Attacco Isis a Kabul, 25 i morti e almeno 8 sono giornalisti

Attacco Isis a Kabul, 25 i morti e almeno 8 sono giornalisti

Ci sono almeno otto giornalisti tra le vittime del duplice attacco che ha macchiato di sangue la capitale afghana Kabul. Lo ha confermato alla Bbc il portavoce del ministero dell’Interno afghano, Najib Danish, mentre Najib Sharifi, capo dell’Afghan Journalists Safety Committee (Ajsc), ha riferito di nove reporter rimasti uccisi. Tra le vittime, almeno 25 in totale, ci sono anche quattro poliziotti. I feriti sono 49.

Il sedicente Stato islamico (Is) ha rivendicato l’attacco: a riferirlo l’agenzia di stampa Dpa che dà notizia di un messaggio diffuso dal gruppo tramite Telegram in cui si afferma che la strage è stata opera di due attentatori suicidi dell’organizzazione.

La prima esplosione è stata provocata da un attentatore in sella a una motobomba. Poi, un quarto d’ora dopo, quando una folla di persone si era riunita sul luogo del primo attacco, c’è stata la seconda esplosione. La cellula locale del sedicente Stato islamico (Is-Khorasan) ha rivendicato l’attacco nei pressi di una sede dei servizi d’intelligence nella zona di Shash Darak, dove si trovano un compound della Nato e il ministero della Difesa.

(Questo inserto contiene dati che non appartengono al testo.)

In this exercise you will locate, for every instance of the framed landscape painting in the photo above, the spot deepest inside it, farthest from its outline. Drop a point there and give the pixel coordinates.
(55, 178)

Tra le vittime confermate ci sono il fotografo dell’agenzia Afp Shah Marai, un cameraman di Tolo News, Yar Mohammad Tokhi, e un reporter e un operatore di 1TV, Ghazi Rasooli e Nowroz Ali Rajabi. Radio Free Europe (Rfe) ha fatto sapere che tre suoi giornalisti sono morti nell’attacco: si tratta di Abadullah Hananzai, Maharram Durrani e Sabawoon Kakar. Sarebbero rimasti uccisi anche il reporter Salim Talash e il cameraman Ali Salimi di Mashal Tv.

Il 3 maggio sarà la Giornata mondiale della libertà di stampa e per la Missione di assistenza delle Nazioni Unite in Afghanistan (Unama) quello di oggi è stato “un attacco diretto alla libertà di espressione”. Secondo l’ong Nai che si batte per la libertà dei media lo scorso anno in Afghanistan sono stati uccisi 21 giornalisti.

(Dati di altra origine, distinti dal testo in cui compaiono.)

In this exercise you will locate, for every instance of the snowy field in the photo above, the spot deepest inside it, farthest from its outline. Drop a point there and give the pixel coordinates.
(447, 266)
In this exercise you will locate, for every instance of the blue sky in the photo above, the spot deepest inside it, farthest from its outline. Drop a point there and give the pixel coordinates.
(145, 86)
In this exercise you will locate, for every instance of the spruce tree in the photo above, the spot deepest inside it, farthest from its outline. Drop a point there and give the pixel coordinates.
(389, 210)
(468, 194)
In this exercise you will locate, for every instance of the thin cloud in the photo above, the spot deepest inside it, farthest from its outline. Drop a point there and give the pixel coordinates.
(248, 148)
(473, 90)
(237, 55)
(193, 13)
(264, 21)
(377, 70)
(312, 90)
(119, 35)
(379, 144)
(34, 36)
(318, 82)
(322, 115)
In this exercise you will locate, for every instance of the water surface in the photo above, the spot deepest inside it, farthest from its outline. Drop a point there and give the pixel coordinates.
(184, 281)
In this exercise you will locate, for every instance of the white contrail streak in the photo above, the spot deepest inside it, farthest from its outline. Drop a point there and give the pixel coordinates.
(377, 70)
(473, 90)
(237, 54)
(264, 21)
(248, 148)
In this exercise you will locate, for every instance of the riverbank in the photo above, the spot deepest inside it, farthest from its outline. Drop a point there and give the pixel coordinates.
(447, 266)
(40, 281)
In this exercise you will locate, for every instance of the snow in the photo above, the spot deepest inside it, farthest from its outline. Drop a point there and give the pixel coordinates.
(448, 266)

Da inizio anno Kabul è stata teatro di otto gravi attacchi con un bilancio di almeno 254 morti e 386 feriti. Lo scorso dicembre 41 persone sono morte e 80 sono rimaste ferite in attacchi dell’Is contro la comunità sciita.

Sempre stamani, ma nel sud del Paese, un altro attacco è costato la vita a 11 bambini di una scuola coranica (madrasa) nella provincia di Kandahar. Al momento nessun gruppo ha rivendicato l’attacco. Secondo i media locali l’obiettivo era un convoglio di soldati della Romania dispiegati in Afghanistan nel quadro della missione Nato.

“Questi attacchi provocano inenarrabili sofferenze per le famiglie afghane”. E’ con queste parole che il rappresentante speciale del segretario generale dell’Onu per l’Afghanistan, Tadamichi Yamamoto, condanna “nei termini più forti” il duplice attacco di questa mattina a Kabul.

Yamamoto, capo della Missione di Assistenza delle Nazioni Unite in Afghanistan (Unama), si dice “indignato per un attacco che sembra aver preso deliberatamente di mira i giornalisti“. “Questo attentato, alla vigilia della Giornata mondiale della libertà di stampa, è un attacco diretto alla libertà di espressione – aggiunge in una nota – Non ci sono giustificazioni”.